No it isn't. You would need to spend a lot of time looking at who taught Greek and Latin in various colleges and seeing what influence they each had. A separate matter is the teaching of Latin in theological seminaries, more particularly in Kerala. Syrian Christians sometimes turned to Greek so as to counter the arguments of the Latins. 

What of Theosophists in India? Some were Classicists and their interaction with Brahmins from Shrauta or Smarta backgrounds is of interest to people like me. I suppose you might say- 'nothing came of it.' Still, what if Pico Iyer had carried on the tradition of his father? After all, having attended Eton and Oxford, he fulfilled Annie Besant's desiderata for a Tambram Universal Messiah. I suppose, the fact that his Mummy was a Gujju saved him from that fate. 

I suppose, as machine translation and generative AI improve, kids in Middle School will be able to quickly compile a better book than Vasunia has written. Still, it must be said, the subject is of little intrinsic interest and no political significance whatsoever.  

Vasunia's foundational error is to think that 'Classics as a discipline emerged about 200 years ago, and it in some ways accompanied the rise of the modern empires.' The fact is classicus means belonging to the 'best class'. In England the best class of schools were founded many centuries ago and were constrained by their charter to teach Latin and Greek. Thus, by metonymy, Latin and Greek scholarship was 'Classical scholarship'. The Romance languages are those which derive from Rome's Latin. Romantic literature is written in vernacular languages and being recent may or may not be 'best in kind'. 

West European colonial Empires date back to the early fifteenth century when Greek was little known and such Latin as had currency was that of the Church or the Law Courts. 'Humane letters' and humanistic knights appear at around the time of the Reformation. But, by then, Spain and Portugal had vast overseas possessions and the Dutch and the French and the English sought to emulate them.  By contrast, Greek and Latin were firmly established by the second half of the sixteenth century in England, before the country had anything substantial by way of Empire. 

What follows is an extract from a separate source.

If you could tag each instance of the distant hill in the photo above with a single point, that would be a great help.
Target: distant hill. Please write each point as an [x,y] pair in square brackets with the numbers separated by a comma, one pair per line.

Why does Vasunia think something changed around 1800 with respect to the Classics? Nothing did. Elite schools were stuck teaching Latin and Greek while newer schools taught modern languages and other subjects useful to the rising mercantile class. But Classical scholarship turned out to be a good 'screening' and 'signalling' device. Even if Latin and Greek were perfectly useless, those who excelled at them in School, also did very well in the administration or the law courts or even in business enterprises. 

Did Classical scholarship play any role whatsoever in Colonial India? No. True, some ICS officers had studied at top public schools. But many officers of the East India Company were of a Mercantile or Medical background. There was little demand for such studies in India and thus there was precious little by way of supply. However, the Brits did promote Indian Classical and Vernacular languages. It was only after Independence that you could have an IFS officer unable to speak any Indian language (though that loophole was shut around 1981 or 1982 with the result that my poor sister had to learn a bit of Hindi). 

To some extent, Sanskrit did- at certain times and certain places- become just as much a Classical language as Latin or Greek. TS Eliot is an example of a poet who moved easily between these languages. But Aurobindo- whose Headmaster at St. Paul's had an MA in Sanskrit- also moved between them in a manner clumsy and cacophonous. The safer thing, Ind's British masters must have felt, was to let Indians concentrate on mangling the English language rather than turning their attentions to Horace or Hesiod.